Quinze anos após a criação do Fundo Social do Pré-Sal (FS), sua eficácia no desenvolvimento social e na redução de desigualdades no Brasil é questionada devido à falta de governança. De acordo com informações do Folha Ambiente, um relatório do Inesc (Instituto de Estudos Socioeconômicos) afirma que o fundo “nunca cumpriu sua promessa de apoiar financeiramente uma estratégia de desenvolvimento e superação das desigualdades no país”.
O que levou à fragilidade do Fundo Social do Pré-Sal?

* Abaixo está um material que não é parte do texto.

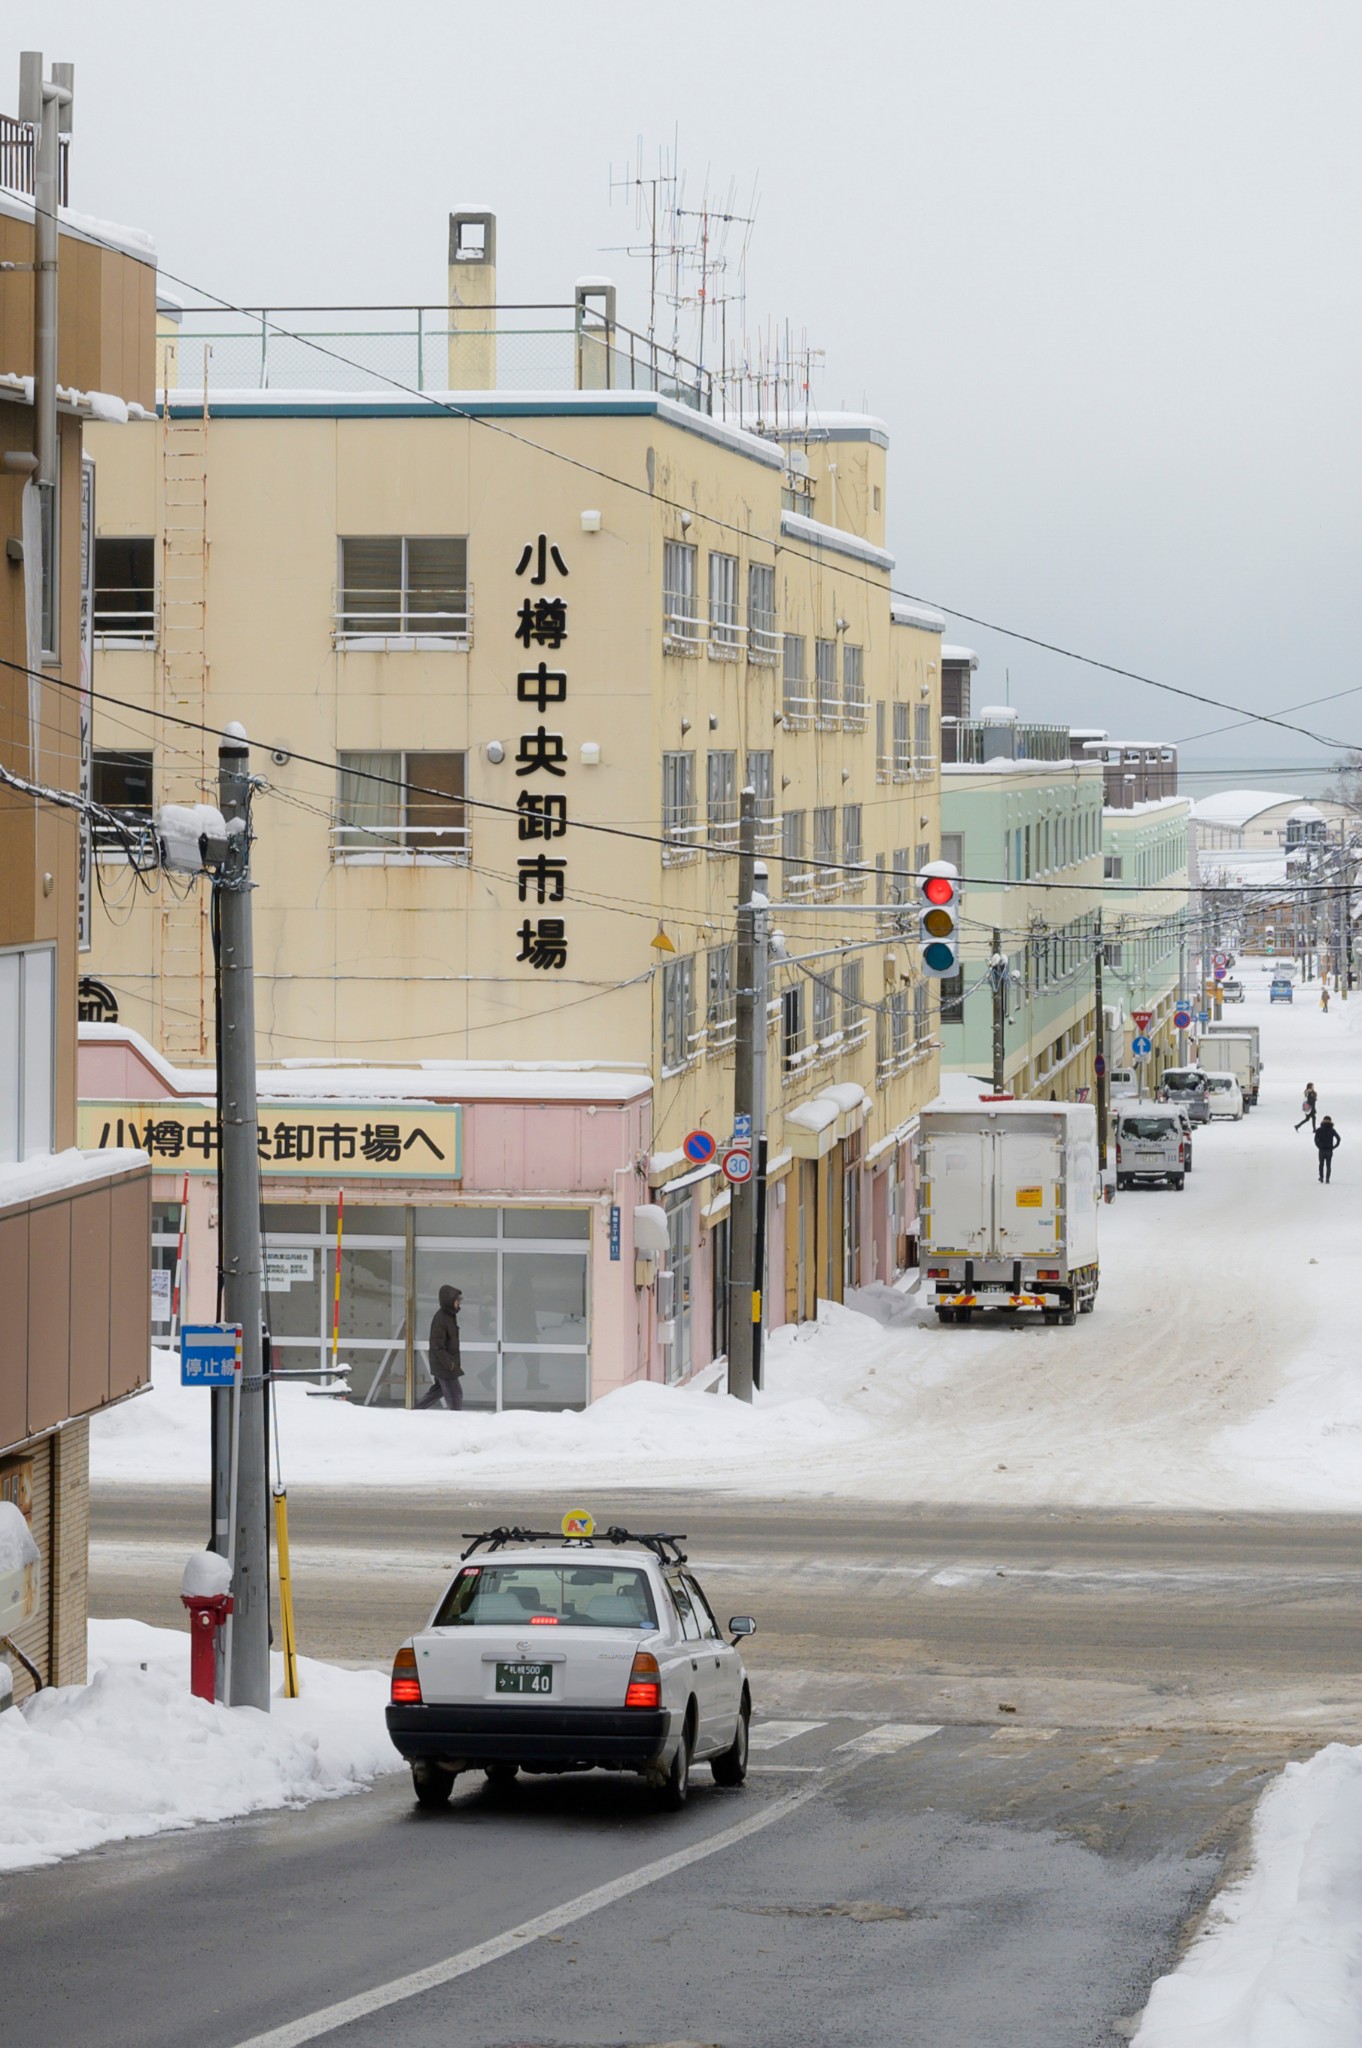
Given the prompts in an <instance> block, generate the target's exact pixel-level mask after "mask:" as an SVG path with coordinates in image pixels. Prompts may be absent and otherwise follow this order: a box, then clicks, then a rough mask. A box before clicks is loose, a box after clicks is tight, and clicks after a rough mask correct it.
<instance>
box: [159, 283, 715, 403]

Criado no final de 2010, o FS tinha como objetivo maximizar os benefícios do pré-sal. No entanto, apenas em julho de 2025, a governança do fundo foi estabelecida, o que resultou em entraves para seu uso em políticas públicas, segundo o Tribunal de Contas da União (TCU). A ausência de governança por quase 15 anos foi um dos principais problemas identificados.

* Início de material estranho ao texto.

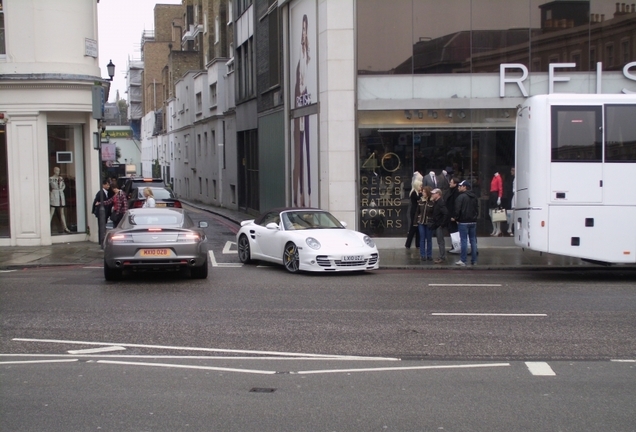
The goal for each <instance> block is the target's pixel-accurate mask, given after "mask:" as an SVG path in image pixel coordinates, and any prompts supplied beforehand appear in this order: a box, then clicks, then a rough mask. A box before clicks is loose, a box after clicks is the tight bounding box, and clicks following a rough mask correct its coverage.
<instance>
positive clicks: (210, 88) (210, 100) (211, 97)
mask: <svg viewBox="0 0 636 432" xmlns="http://www.w3.org/2000/svg"><path fill="white" fill-rule="evenodd" d="M216 97H217V95H216V83H214V84H210V109H212V108H216V104H217V100H216Z"/></svg>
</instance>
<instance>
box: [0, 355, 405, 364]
mask: <svg viewBox="0 0 636 432" xmlns="http://www.w3.org/2000/svg"><path fill="white" fill-rule="evenodd" d="M0 357H37V358H40V357H55V358H59V357H82V358H101V359H105V358H126V359H154V360H159V359H172V360H266V361H271V360H293V361H303V360H305V361H312V362H315V361H357V362H362V361H369V362H373V361H400V359H398V358H386V357H344V358H335V357H320V358H316V357H276V356H271V357H264V356H261V357H252V356H249V357H248V356H171V355H139V354H104V355H98V354H78V355H74V356H71V355H70V354H0Z"/></svg>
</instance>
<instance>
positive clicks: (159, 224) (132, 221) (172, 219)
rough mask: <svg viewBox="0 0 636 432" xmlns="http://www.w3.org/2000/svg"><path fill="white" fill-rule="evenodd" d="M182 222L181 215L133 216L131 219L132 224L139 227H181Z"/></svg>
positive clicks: (162, 214) (129, 221)
mask: <svg viewBox="0 0 636 432" xmlns="http://www.w3.org/2000/svg"><path fill="white" fill-rule="evenodd" d="M181 221H182V218H181V215H179V214H157V213H150V214H132V215H130V218H129V222H130V224H131V225H137V226H144V225H148V226H156V225H181Z"/></svg>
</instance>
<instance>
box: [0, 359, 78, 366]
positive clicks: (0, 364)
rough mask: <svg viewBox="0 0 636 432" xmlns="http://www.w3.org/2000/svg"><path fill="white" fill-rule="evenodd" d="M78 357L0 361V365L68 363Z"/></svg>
mask: <svg viewBox="0 0 636 432" xmlns="http://www.w3.org/2000/svg"><path fill="white" fill-rule="evenodd" d="M76 361H79V359H61V360H24V361H13V362H0V365H5V364H34V363H70V362H76Z"/></svg>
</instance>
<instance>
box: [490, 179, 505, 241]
mask: <svg viewBox="0 0 636 432" xmlns="http://www.w3.org/2000/svg"><path fill="white" fill-rule="evenodd" d="M502 196H503V181H502V178H501V176H500V175H499V173H498V172H496V173H495V174H494V175H493V176H492V180H491V181H490V196H489V198H488V209H489V214H490V220H491V221H492V212H493V210H495V209H497V208H499V207H500V206H501V197H502ZM490 235H491V236H493V237H499V236H501V222H493V223H492V232H491V233H490Z"/></svg>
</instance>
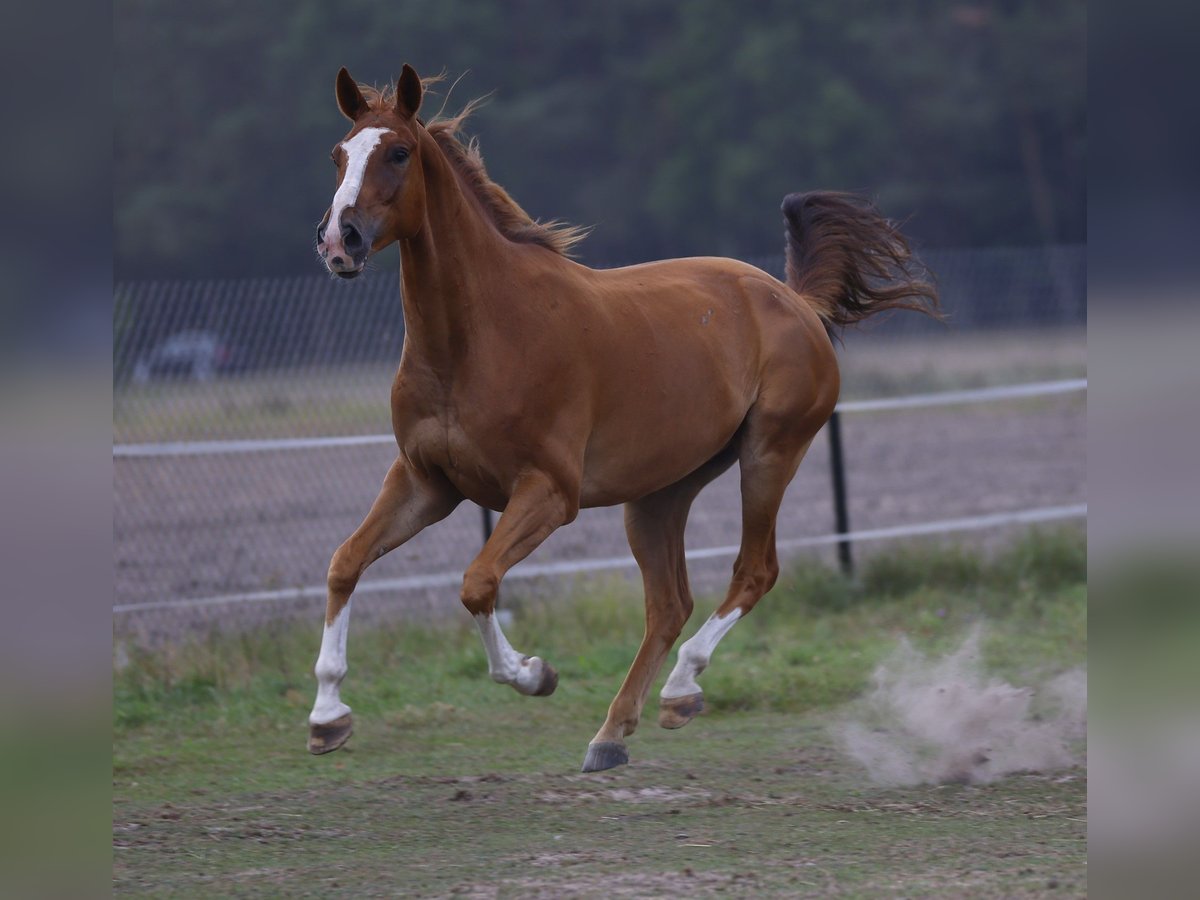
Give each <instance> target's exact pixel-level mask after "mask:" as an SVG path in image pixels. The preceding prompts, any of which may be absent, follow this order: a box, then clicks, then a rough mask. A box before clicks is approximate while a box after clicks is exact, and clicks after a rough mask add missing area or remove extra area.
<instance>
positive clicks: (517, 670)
mask: <svg viewBox="0 0 1200 900" xmlns="http://www.w3.org/2000/svg"><path fill="white" fill-rule="evenodd" d="M577 512H578V499H577V492H572V491H571V490H569V488H564V487H563V486H562V485H560V484H559V482H557V481H556V480H554V479H552V478H550V476H548V475H545V474H544V473H530V474H528V475H526V476H524V478H523V479H522V480H521V482H520V484H518V485H517V487H516V490H514V492H512V497H511V498H510V499H509V503H508V505H506V506H505V509H504V515H502V516H500V520H499V522H497V526H496V530H494V532H493V533H492V536H491V538H488V540H487V544H485V545H484V550H482V551H481V552H480V554H479V556H478V557H475V562H473V563H472V564H470V566H468V569H467V572H466V574H464V576H463V580H462V602H463V606H466V607H467V611H468V612H470V614H472V616H474V617H475V624H476V625H478V626H479V634H480V637H482V640H484V649H485V650H486V652H487V670H488V672H490V673H491V676H492V679H493V680H496V682H498V683H500V684H511V685H512V686H514V688H515V689H516V690H517V691H518V692H520V694H526V695H529V696H546V695H548V694H552V692H553V691H554V688H556V686H557V685H558V673H557V672H556V671H554V670H553V668H552V667H551V666H550V664H548V662H546V661H545V660H542V659H540V658H538V656H526V655H524V654H522V653H518V652H517V650H515V649H514V648H512V644H510V643H509V640H508V638H506V637H505V636H504V631H503V630H502V629H500V623H499V622H498V620H497V618H496V599H497V595H498V594H499V587H500V580H502V578H503V577H504V575H505V572H508V570H509V569H511V568H512V566H514V565H516V564H517V563H520V562H521V560H522V559H524V558H526V557H527V556H529V553H532V552H533V551H534V550H535V548H536V547H538V545H539V544H541V542H542V541H544V540H546V538H548V536H550V534H551V533H552V532H553V530H554V529H556V528H558V527H559V526H562V524H565V523H568V522H570V521H571V520H574V518H575V516H576V514H577Z"/></svg>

Quais foram as mudanças na estrutura do fundo?
Com a nova configuração, o Conselho Deliberativo (CDFS) tornou-se o único responsável pela governança do FS, sem o Comitê de Gestão Financeira (CGFFS). Isso resultou na revogação de objetivos originais do fundo, como a constituição de uma poupança de longo prazo e a mitigação de flutuações econômicas. A assessora política do Inesc, Alessandra Cardoso, destacou que a ausência do CGFFS esvazia o FS e desmonta a política de investimentos.
Como o fundo tem sido utilizado?
Durante a pandemia, R$ 64 bilhões foram destinados ao pagamento da dívida pública, o que foi considerado um “desvirtuamento das finalidades” pelo TCU. Outros R$ 66 bilhões foram repassados ao Ministério da Educação. No terceiro mandato de Lula, os recursos foram usados para socorrer o Rio Grande do Sul e para o programa Minha Casa Minha Vida.
Qual é o futuro dos fundos soberanos no Brasil?
O deputado federal Lucas Abrahão propõe que o fundo relacionado ao petróleo na Foz do Amazonas também seja soberano, com foco no financiamento de cadeias econômicas independentes do petróleo. Ele destaca que o mecanismo ainda está em discussão, mas vê a possibilidade de usar os rendimentos para resolver questões financeiras de estados e municípios.